As for the future of bus service in Chicago, New York, and other U.S. cities, I love this quote from Kyle Wiswall, general counsel for the Tri-State Transportation Campaign (complements of a great post by Victoria Broadus on The City Fix): “When [New York] adopts a world-class Bus Rapid Transit system, people are going to have a tough time, efficiency-wise, telling a bus apart from a subway – it’s going to be like a subway with a view.” 

A subway with a view. That’s the ultimate goal. Meanwhile, I’m excited to see Chicago and other U.S. cities begin to improve our buses, which may very well be the future of urban transit.
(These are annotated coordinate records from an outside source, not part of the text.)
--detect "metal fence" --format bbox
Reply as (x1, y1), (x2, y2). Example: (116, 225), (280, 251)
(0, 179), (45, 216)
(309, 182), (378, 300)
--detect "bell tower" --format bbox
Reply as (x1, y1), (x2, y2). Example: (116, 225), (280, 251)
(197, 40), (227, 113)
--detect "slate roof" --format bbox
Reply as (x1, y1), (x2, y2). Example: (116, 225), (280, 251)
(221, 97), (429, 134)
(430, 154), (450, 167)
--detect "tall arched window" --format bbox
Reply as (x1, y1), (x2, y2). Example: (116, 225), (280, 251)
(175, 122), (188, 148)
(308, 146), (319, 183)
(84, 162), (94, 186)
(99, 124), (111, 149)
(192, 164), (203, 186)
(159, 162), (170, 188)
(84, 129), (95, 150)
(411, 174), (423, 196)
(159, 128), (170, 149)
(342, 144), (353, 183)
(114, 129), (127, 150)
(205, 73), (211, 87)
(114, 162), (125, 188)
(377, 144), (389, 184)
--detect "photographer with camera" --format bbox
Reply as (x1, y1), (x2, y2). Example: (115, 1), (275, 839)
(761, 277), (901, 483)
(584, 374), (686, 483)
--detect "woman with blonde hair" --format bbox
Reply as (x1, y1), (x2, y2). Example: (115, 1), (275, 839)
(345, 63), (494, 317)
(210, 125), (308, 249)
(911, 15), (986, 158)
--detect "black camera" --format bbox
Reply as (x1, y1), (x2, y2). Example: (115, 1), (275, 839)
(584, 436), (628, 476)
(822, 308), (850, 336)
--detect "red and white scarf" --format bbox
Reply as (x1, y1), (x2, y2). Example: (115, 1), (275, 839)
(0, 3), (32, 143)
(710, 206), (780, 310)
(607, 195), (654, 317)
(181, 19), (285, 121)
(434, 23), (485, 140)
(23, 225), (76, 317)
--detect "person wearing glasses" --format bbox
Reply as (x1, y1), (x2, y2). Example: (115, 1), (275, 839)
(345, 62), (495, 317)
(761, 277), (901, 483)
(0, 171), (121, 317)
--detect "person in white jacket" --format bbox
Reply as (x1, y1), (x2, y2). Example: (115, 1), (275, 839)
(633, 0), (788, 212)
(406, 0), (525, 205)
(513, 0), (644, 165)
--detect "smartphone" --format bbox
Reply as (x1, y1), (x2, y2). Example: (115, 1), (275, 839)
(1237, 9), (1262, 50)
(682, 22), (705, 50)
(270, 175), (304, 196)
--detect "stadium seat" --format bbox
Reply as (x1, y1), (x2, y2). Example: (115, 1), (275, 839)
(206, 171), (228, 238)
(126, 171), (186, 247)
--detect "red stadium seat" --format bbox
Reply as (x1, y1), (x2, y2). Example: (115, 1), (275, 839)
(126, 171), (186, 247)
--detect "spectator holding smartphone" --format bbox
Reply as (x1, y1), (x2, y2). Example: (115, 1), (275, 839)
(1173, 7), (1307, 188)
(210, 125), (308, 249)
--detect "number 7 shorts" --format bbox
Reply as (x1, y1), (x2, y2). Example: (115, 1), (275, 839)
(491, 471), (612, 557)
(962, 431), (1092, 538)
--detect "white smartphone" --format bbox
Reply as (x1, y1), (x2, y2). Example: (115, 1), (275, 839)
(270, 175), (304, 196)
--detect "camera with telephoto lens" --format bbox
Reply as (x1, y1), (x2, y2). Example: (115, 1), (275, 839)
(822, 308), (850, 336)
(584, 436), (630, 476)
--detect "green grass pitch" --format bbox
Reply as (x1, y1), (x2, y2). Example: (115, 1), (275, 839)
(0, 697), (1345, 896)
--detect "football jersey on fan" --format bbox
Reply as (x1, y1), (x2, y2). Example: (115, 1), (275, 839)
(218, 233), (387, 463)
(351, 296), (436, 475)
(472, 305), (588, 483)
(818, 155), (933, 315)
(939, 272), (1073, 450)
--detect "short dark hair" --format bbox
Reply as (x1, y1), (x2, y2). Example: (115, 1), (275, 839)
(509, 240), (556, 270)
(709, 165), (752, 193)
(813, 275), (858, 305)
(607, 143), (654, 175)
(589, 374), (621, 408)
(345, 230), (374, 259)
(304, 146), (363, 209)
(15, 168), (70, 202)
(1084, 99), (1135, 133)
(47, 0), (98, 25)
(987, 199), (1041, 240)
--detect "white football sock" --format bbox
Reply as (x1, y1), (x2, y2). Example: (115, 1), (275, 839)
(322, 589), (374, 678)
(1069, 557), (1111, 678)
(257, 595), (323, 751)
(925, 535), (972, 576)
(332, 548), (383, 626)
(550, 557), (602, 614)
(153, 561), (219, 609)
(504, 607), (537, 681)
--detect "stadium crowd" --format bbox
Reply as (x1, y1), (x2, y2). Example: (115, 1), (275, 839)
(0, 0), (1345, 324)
  1. 1. Regillio from rXBcpudUXOguVXlop on December 11, 2012

    I just finished renaidg all these comments great insights from everyone. And it's hard to hear sometimes, but I think at the root of it are some very helpful perspectives. I'm also one of the people who chooses to ride the bus, even though I have a car and can certainly get to/from work and school in it a bit more quickly. Some people, shockingly or not, just simply don't like to drive. I feel like I've started my day in a much better place mentally and emotionally if I can avoid road rage filled drivers, accidents and backups, and people weaving in and out at the 55/Memorial Drive/PSB exit nonsense when I head downtown. I also get fresh air and a bit of zoning out time when I wait for the bus/train.I have the luxury of using a student pass from UMSL right now so I don't have to pay any extra and can choose to hop on a bus any morning I have the time and don't feel like driving (and don't have out of office meetings). But I haven't gotten to the point where I do it every day.The thing that keeps me from doing that is a 40 minute door-to-door commute for 5.5 miles (bus and train), vs. a 15 min door-to-door commute by car. Some days I just NEED that extra 15 minutes or so in the morning. Or it's too cold.I agree that we need tools that will entice folks who WANT to like/use/support transit but can't quite make the jump, such as the GPS tracking of buses so you know how long till they'll be at your stop (approx.). DC has this, I saw it in action this fall. Very cool. Also, easier fares (cash-free cards), which I realize is in the works for the relatively near future. And of course, things like correct signage/directionals/bus depot comfort would all improve the image of being a bus rider.I know Metro doesn't own the CWE bus depot, Wash U does, but who else would know that from the looks of it? The station gets very dirty and at times last summer would smell like trash and urine. There aren't enough benches, and the ones that are there are metal and freezing in the winter. All these things make it somewhat unpleasant to wait for your bus there. I appreciate all of the comments people have taken the time to leave, and also Metro for asking us. Viva la bus!